どうやら私は、話しかけやすい司法書士ではなく、「立派な職印の持ち主」として存在しているらしい。
やれやれ、、、
押すだけで決まってしまう恐怖
確認したはずなのに震える指
「えーと、ここですね。被相続人の氏名、住所、生年月日……」
一つひとつ確認する。だが、指が印面に触れる瞬間、わずかに震える。
私の指先ひとつで、すべてが法的に「確定」してしまうのだ。
その責任の重さは、紙よりもずっと重たい。
誤記と訂正のはざまで
「先生、この“東京都品川区”の字が“品川”じゃなく“品原”になってます」
サトウさんが冷静に指摘する。
ひと呼吸置いて訂正印。ハンコひとつで訂正できる?
いや、その裏にどれだけの神経戦があるか。書類の海で溺れる者にしか分からない。
「押した後」ではもう遅い現実
司法書士界の「探偵学園Q」だとしたら、私の役割は間違いなく“地味担当”。一度押してしまった印影は、時間を巻き戻せない。
職印は万能だが、間違いには冷酷なのだ。
サトウさんの冷静なひと言に救われる
「その印影、ちょっとズレてます」
「えっ、また?」
サトウさんはルーペでも使ってるのかと思うほど、ズレに敏感だ。
私は再度朱肉をつけ、丁寧に……
「ポンッ」
沈黙。二人して印影をじっと見つめる。
「今回はOKです」
そのひと言が、なぜかホッとする。
ハンコ押し職人のような眼力
「先生って、ハンコ押すときちょっと首傾げますよね」
「そう?」
「なんか、猫背のくせに武士みたいです」
それ、褒めてるのか?
黙って修正するその背中
彼女は黙って打ち直しの申請書を作成していた。
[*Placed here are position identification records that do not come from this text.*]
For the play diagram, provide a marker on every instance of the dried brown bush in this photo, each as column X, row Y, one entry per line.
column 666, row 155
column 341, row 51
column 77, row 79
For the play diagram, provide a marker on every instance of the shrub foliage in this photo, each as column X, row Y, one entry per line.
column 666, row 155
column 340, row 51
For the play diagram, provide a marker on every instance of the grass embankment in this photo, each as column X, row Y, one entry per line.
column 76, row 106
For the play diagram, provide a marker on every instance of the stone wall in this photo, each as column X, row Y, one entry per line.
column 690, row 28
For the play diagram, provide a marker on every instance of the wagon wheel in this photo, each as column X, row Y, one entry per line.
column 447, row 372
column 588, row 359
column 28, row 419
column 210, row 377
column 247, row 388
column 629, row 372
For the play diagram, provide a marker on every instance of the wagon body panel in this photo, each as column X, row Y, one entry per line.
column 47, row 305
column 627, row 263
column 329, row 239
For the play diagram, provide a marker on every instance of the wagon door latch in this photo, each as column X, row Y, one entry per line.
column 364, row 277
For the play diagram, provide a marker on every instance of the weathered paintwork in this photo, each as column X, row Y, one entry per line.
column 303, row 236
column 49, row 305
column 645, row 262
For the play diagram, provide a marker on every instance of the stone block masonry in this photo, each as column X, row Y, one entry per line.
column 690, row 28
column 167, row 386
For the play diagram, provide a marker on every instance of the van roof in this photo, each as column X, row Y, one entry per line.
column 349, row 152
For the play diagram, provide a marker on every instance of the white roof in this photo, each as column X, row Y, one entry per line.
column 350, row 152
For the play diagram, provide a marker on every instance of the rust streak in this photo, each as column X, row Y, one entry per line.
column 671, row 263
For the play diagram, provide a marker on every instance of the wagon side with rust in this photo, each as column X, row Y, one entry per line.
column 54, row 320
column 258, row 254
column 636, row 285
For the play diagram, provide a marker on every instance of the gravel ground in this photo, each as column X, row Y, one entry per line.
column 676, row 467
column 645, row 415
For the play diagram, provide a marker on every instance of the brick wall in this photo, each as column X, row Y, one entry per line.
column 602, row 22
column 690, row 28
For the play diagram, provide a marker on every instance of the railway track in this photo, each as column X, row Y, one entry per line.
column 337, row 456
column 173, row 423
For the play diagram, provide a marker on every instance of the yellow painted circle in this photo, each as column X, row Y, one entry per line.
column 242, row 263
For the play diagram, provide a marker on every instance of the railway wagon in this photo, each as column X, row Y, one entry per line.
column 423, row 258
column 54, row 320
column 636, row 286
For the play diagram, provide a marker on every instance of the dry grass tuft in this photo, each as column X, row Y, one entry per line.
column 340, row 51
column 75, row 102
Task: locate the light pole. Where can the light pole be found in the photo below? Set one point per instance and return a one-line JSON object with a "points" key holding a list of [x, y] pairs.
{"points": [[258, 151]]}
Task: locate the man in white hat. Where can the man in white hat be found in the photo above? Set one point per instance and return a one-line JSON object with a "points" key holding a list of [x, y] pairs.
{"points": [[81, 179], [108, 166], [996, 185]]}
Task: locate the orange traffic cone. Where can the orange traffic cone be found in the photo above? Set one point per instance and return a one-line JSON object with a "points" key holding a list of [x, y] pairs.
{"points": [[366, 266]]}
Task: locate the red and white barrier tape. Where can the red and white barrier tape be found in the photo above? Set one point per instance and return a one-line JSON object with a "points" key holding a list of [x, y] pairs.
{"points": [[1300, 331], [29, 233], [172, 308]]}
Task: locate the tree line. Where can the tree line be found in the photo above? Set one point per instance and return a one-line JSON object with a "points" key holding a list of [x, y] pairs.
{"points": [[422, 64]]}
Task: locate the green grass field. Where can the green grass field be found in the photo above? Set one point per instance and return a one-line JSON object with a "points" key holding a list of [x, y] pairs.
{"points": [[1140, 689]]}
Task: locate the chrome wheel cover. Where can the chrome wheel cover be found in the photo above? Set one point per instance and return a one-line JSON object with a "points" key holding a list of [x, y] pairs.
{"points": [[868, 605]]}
気づけば、私よりも書類に強くなっているかもしれない。
そして私は、ただ職印を押すだけの存在。
やれやれ、、、本当に、そう思う。
ハンコと責任の重さは比例するのか
名前ではなく印影で判断される職業
司法書士という肩書きよりも、「あのハンコの人」で覚えられている。
それが嬉しい日もあれば、虚しい日もある。
責任は軽くならないのに
たとえ電子署名に変わっても、この職印の重みは変わらない気がする。
むしろ、印影があるからこそ誤魔化しが効かない。
そう思うのは、昭和の野球部出身だからかもしれない。
ハンコ一つで通る世界の不条理
「内容は誰が確認したんですか?」
「先生が押印してるので、間違いないと思います」
いや、それサトウさんが全部見てるから。
私はただの“押印ボタン”だ。
誰も見ていない私の苦悩と愚痴
やれやれと言いたくなる瞬間
今日も22件。黙って印を押す私に、誰かが言う。
「先生、印影がすごく立派ですね」
……顔じゃなくて?性格じゃなくて?
やれやれ、、、
もはや私のアイデンティティは、朱肉に染まっている。
独身司法書士の独り言
印鑑の存在感に嫉妬する男の話なんて、誰が読むのだろう。
だが、今日も私は押す。静かに、確実に、そして愚痴をこぼしながら。